Is there anything, in your opinion, that the UFC could do differently to put at ease Canadian regulators or those in new betting states who might have some queasiness about the sport’s betting integrity?

The other leagues — NHL, NFL — I know they do have a lot of training that goes into preventing leaks or those situations. The NFL has a great injury report — they’re obligated to tell everybody who’s in, who’s out, and give updates on those injuries. We’ve always said transparency is our friend, where if everybody knows, it’s for the best. But when you have a select few that know that information, you can run into problems.

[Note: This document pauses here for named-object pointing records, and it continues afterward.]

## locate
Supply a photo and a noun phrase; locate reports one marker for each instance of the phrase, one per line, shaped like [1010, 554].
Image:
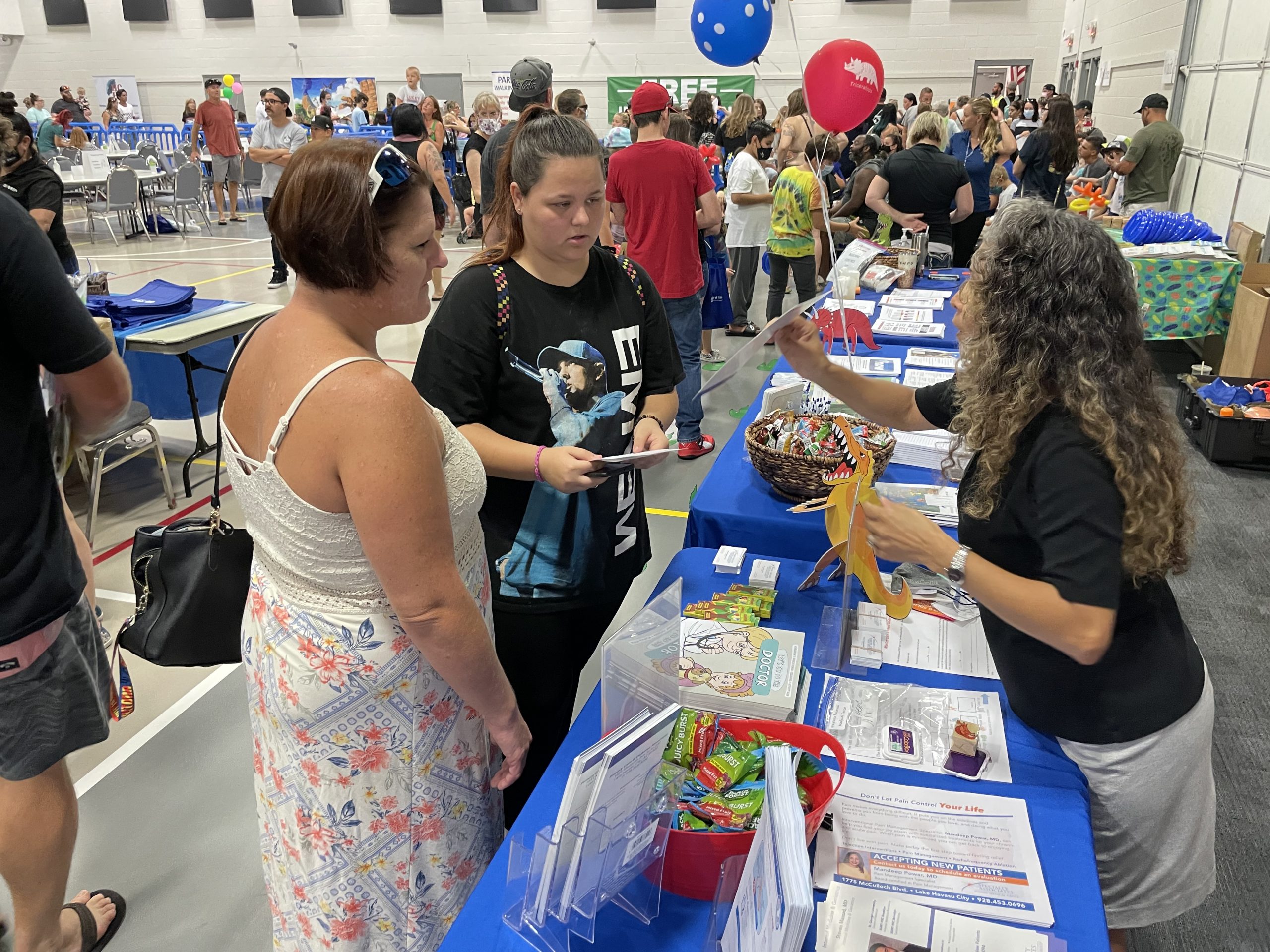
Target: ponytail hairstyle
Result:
[991, 136]
[540, 136]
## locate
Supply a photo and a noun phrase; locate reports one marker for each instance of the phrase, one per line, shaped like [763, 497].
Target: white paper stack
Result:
[856, 919]
[908, 329]
[916, 377]
[774, 903]
[897, 313]
[937, 358]
[867, 365]
[937, 502]
[926, 448]
[613, 776]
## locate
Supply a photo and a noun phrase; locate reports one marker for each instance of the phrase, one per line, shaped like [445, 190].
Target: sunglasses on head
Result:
[389, 168]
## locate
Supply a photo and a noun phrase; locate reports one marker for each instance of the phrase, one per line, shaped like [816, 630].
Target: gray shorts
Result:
[1153, 808]
[226, 168]
[59, 704]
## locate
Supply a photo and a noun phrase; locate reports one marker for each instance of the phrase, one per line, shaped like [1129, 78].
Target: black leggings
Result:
[965, 237]
[544, 654]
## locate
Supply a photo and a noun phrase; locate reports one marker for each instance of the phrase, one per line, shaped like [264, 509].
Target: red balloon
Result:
[842, 83]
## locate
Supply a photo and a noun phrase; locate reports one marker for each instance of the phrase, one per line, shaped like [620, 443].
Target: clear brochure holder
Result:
[559, 887]
[638, 662]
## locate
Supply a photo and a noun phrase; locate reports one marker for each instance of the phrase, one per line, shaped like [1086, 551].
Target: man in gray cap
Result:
[273, 143]
[531, 83]
[1152, 157]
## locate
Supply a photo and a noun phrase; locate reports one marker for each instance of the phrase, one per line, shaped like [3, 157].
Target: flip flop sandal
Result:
[88, 924]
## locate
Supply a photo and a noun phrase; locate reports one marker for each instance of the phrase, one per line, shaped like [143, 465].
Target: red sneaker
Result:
[698, 447]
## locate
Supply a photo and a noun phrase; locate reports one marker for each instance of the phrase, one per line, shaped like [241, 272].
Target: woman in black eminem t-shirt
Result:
[550, 353]
[1072, 516]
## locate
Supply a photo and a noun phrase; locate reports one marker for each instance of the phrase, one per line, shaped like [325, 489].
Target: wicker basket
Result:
[798, 477]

With that said, again, it’s just an isolated incident. I don’t see any major concerns going forward, but it’s something they might want to look at — trainers being obligated to disclose that type of information. On the other side of that, they may not want the other fighter to know his shoulder is sore. I get the other side of it, but if it’s to a level where the guy shouldn’t be fighting, there’s that line that can be drawn there. It’s not a thick one. It’s a thin one. 

He’s being accused of leaking that information out to gamblers to bet on it. That’s certainly something that they can address. If any trainer or anyone in a camp is leaking out information or gambling benefits, you are subject to being banned for life or some type of fine.

There have been a handful of well-known situations in the four major sports that have drawn nowhere near this amount of backlash among regulators. Do you think the UFC being a newer, edgier sport might hurt it in the eyes of some regulators?

There have been situations in other major sports that have leaked out that shouldn’t have, but did we ever entertain banning that sport? We did not. We’re on the side of all these events to be fair and true. We don’t want to be taking bets on something that’s “fixed” or with some information that’s leaked out that would affect one’s performance drastically. Crossing that line and giving that information so others can benefit from it, there should be harsh penalties.

Which pro leagues have the most airtight internal gambling policies or sharing of information policies, in your opinion?

The mandates the NFL has with their injuries, it’s hard to compare theirs versus the others. So I’d have to say the NFL is probably the best at it, but the others do a very adequate job. That goes with training and classes — I know they educate the players and they educate the staff. The NFL’s transparency, I’d say, is second to none.

Now the NBA, all these players sitting out, that’s a little concerning. You have to keep an eye on these games every night. Now that certain players are resting or sitting more often than they have in the past, it’s certainly keeping us on our toes.

Has the SuperBook ever made an independent decision not to accept wagering on a certain sport, player, or event due to integrity concerns?

Nothing on the major front. We have some concerns about third-tier sports, whether it’s lower-level tennis or soccer leagues or even Russian ping-pong or even esports. They come across some issues. I’m not saying it’s rampant, I’m just saying they have had some issues in those sports compared to the major ones we’re used to.

Mini-golf and slap fighting — the latter of which is connected to the UFC — are a few fringe sports that have recently been cleared for legal wagering in some U.S. jurisdictions. What sort of criteria does the SuperBook take into account while deciding if and when to offer wagering on a newly available sport?   

We’ll have to look into how it’s regulated, how well it’s monitored to a level that would be comforting to us to post on the board. Our main concern with those type of sports is who’s going to wager on it? Is it something the general public is going to want so that you have pretty level betting demographics? Or is it just going to be the wise guys who pick and chose what fighters — slappers? — to wager on. If the general public is crying for it, we’ll look into it, but if it’s something only the more knowledgeable people in the slapping world are going to wager on, there’s a good chance we won’t offer it.